Ask HN: How was your experience hiring a white hat hacker? - jklontz
How did you find them? Was it worthwhile? Any recommendations for a company paranoid about IT security and considering hiring one?
======
big_youth
I'm a white hat hacker!

I think a better question is what are you looking for or what type of
organization do you run or work for? A good security firm can provide
application reviews to find everything from xss bugs in your web app to remote
code execution in kernel components. This is done either black-box or source
assisted and staffed with a team reflective of the size and complexity of the
application.

Another aspect of security assessments can be network and infrastructure,
these generally mean someone running nmap and looking for entry ways further
into your network. I am biased but my organization almost never fails to find
critical bugs or breach networks.

I'm not a salesman but my firm is NCC Group, we are a global pure security
consulting firm, which means we don't make or push products.
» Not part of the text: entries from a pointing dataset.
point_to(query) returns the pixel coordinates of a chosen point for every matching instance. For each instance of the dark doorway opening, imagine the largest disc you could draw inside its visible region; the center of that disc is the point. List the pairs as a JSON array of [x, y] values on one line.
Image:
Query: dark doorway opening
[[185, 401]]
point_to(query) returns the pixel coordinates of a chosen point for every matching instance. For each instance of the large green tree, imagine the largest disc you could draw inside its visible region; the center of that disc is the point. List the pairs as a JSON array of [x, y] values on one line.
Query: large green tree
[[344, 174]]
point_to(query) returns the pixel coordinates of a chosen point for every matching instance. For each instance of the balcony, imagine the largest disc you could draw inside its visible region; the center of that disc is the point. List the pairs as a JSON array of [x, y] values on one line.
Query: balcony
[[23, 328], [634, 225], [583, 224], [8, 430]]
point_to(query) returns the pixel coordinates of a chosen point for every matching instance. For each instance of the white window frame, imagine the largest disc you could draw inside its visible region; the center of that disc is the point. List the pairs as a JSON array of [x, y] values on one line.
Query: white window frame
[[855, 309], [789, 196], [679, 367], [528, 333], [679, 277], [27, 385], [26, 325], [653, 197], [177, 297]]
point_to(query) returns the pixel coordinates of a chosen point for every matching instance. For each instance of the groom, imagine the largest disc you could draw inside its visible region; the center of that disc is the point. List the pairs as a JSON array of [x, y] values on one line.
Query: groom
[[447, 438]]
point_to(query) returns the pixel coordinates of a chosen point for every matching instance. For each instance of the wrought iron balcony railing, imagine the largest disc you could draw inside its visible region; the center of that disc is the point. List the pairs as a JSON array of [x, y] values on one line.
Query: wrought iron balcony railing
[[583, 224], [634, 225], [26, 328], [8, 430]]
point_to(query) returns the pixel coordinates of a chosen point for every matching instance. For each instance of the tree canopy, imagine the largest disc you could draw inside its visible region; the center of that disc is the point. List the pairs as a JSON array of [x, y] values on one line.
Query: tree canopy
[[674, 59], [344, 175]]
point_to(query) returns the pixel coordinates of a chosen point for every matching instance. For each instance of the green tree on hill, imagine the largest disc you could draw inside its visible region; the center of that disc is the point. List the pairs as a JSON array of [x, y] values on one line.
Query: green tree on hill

We also have tons
of research [https://www.nccgroup.trust/us/our-
research/](https://www.nccgroup.trust/us/our-research/) which you can check
out to see a sample of what you be paying security consultants for.

------
ladytron
My firm was referred to a firm that needed us through the leader of the local
Python user group.

The client needed us to review code and act as a witness in a court case on
very short notice.

It was interesting work, but a bit frightening once we did some research into
the black hat hacker who had been warring with the client.

I would say to make sure you are hiring a WHITE hat hacker, and pay
accordingly. Do your research, check recommendations by past clients and the
community, and do a background check at minimum.

------
uladzislau
HackerOne worked really well for us, it's a crowdsourced bounty based
marketplace for white hat hackers.

------
elyrly
Bugcrowd leaderboard provides insight into the top bounty hunters -
[https://bugcrowd.com/leaderboard](https://bugcrowd.com/leaderboard)

------
martenmickos
The safest and most convenient way of hiring a white hat hacker (a.k.a.
ethical hacker) is to run a bug bounty program and get the input of many of
them.

HackerOne is the leading bug bounty platform.